Vers 11h, la sonnette. C’est lui avec Laura. J’ouvre, chemisier rouge soyeux collé à ma peau. Rien dessous. Seins lourds, tétons déjà durs sous le tissu fin. Personne ne sait mon vrai nom dans cet instant. Je suis juste Anonyme, une inconnue pour son désir. Bernard est au boulot jusqu’à 15h. Parfait.
Laura joue par terre. Je m’assois près de lui sur le canapé, jambes croisées, échancrure subtile. ‘Bernard est de matin ?’ il demande. ‘Oui, jusqu’à 15h’, je souffle, yeux dans les siens. Chaleur monte déjà. Mon péché mignon pour lui : le chocolat. ‘Tu en veux un ?’ Il sait que je sais son faiblesse. Je file à la cuisine, boîte au frais. Revenant, je me penche. Seins nus offerts, lourds, roses. Tétons gonflés pointent vers lui.

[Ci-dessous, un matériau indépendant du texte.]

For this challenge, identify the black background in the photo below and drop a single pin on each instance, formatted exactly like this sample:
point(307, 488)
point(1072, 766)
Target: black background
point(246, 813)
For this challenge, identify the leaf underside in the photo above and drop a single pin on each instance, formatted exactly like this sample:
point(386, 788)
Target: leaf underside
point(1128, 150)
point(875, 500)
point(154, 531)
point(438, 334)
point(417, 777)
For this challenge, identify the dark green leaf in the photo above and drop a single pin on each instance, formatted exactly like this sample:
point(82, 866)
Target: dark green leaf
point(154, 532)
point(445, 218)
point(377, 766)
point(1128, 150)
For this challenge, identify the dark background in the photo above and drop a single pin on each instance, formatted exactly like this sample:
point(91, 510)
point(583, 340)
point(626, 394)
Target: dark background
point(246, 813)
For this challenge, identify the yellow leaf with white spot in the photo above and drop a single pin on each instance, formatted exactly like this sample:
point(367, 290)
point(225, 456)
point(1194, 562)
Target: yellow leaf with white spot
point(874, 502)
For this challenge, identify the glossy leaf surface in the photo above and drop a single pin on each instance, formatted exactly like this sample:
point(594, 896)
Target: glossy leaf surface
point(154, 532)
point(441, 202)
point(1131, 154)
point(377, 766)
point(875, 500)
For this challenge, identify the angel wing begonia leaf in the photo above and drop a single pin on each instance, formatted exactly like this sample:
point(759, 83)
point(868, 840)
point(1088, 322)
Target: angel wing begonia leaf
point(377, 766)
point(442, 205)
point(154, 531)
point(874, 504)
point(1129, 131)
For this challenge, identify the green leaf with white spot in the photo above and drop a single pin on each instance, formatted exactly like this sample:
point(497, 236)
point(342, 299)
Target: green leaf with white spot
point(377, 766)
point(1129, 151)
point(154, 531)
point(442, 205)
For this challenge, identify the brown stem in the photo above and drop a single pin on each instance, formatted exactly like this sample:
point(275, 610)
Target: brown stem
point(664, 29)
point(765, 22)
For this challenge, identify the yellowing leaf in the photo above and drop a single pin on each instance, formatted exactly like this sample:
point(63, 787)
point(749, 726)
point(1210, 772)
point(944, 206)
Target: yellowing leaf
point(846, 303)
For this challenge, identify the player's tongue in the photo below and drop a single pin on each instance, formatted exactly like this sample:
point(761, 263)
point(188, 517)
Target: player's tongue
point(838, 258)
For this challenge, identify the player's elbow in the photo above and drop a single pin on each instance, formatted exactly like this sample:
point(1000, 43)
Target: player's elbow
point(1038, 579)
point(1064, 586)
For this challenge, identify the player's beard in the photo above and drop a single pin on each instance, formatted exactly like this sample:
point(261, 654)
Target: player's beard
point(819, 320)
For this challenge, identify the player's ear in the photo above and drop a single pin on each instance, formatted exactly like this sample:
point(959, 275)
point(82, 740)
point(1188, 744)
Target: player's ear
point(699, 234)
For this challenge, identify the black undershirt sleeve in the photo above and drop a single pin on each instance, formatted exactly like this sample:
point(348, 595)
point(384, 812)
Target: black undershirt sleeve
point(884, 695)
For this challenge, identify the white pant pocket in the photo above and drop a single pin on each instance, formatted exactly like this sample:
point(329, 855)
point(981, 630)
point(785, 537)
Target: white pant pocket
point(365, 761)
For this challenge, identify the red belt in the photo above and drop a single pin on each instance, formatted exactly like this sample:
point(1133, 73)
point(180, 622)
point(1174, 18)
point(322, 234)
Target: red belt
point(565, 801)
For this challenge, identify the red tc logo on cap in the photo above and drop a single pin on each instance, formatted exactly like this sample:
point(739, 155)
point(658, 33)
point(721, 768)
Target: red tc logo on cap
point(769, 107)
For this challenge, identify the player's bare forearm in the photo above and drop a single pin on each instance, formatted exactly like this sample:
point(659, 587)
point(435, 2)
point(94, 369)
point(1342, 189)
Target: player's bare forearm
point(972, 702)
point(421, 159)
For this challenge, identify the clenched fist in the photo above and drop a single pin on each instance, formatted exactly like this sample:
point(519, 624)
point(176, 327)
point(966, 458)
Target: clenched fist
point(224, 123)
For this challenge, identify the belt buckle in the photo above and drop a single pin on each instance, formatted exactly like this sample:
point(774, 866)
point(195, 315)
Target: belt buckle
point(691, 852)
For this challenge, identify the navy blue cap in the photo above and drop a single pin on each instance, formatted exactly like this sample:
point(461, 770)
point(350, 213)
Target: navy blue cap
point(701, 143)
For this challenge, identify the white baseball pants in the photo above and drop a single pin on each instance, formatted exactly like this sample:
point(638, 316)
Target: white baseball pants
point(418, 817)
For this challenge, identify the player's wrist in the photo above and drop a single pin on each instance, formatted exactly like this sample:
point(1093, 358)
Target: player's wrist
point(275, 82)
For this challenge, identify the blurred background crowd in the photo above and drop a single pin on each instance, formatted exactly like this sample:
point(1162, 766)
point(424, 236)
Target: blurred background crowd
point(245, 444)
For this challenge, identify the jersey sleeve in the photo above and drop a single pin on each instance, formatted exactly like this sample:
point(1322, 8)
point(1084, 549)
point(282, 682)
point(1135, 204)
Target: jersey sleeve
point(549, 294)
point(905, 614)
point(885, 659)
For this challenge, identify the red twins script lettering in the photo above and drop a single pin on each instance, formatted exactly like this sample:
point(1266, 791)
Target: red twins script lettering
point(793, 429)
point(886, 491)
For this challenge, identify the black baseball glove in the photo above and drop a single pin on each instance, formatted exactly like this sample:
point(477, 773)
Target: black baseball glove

L’Approche dans l’Ombre du Secret
Son regard dévore. Je tends la boîte à deux mains. Il pose sa droite sur mon sein gauche. Paume chaude engloutit ma chair. Pouce frôle le téton. Il durcit instant, gros, érigé. Je ferme les yeux. Souffle court. Il caresse, malaxe trois minutes. Peau brûle. Pupilles dilatées, je rouvre. ‘Pas raisonnable, entre gendre et belle-mère’, je murmure. Mais je recule pas. Laura bâille. ‘Dis au revoir à papa, il part bosser.’ Je l’emmène, dos tourné. Lui s’approche silencieux. Derrière moi, mains sous mes bras. Attrape mes seins. Je sursaute. ‘Chut’, il souffle chaud dans mon cou. Je berce Laura, impuissante. Ses doigts pincent tétons. Douleur-plaisir. Mes hanches ondulent au rythme.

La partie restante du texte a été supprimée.